Airflow Job & Task Lifecycle (Deep, Internals-Oriented)🔗

In Apache Airflow🔗

This explanation follows what actually happens in the metadata database and scheduler, not just the UI view.

1) What is a “Job” in Airflow?🔗

In Airflow terminology:

Job (informal) → a DAG Run
Task execution → a Task Instance

So when people say “Airflow job”, they usually mean:

One execution of a DAG for a specific logical date

2) DAG Run Lifecycle (End-to-End)🔗

A DAG Run represents one logical execution window.

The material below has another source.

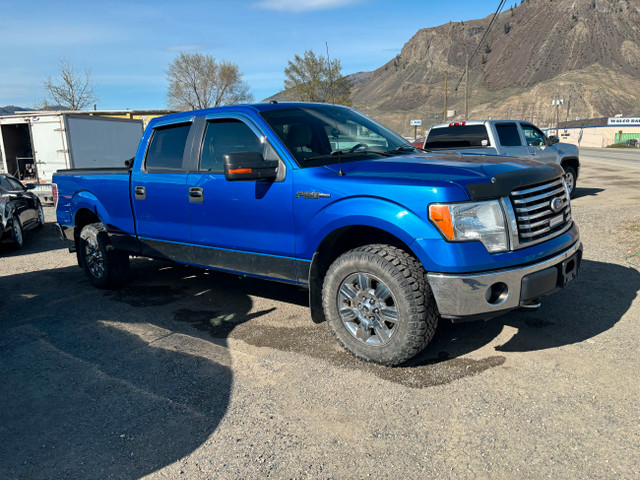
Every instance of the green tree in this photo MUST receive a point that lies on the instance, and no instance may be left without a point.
(73, 90)
(197, 81)
(314, 78)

Step 1: Scheduler decides a DAG run is needed🔗

Scheduler checks:

start_date
schedule_interval
catchup
is_paused

Metadata DB impact🔗

Inserts a row into dag_run

Initial state:

dag_run.state = RUNNING

Important:

This is logical time, not wall-clock time
A DAG run for 2025-01-01 may run on 2025-01-02

Step 2: Scheduler creates Task Instances🔗

For each task in the DAG:

Scheduler creates a row in task_instance

Initial state:

task_instance.state = NONE

Nothing has executed yet.

3) Task Instance Lifecycle (Very Detailed)🔗

This is the most important part to understand.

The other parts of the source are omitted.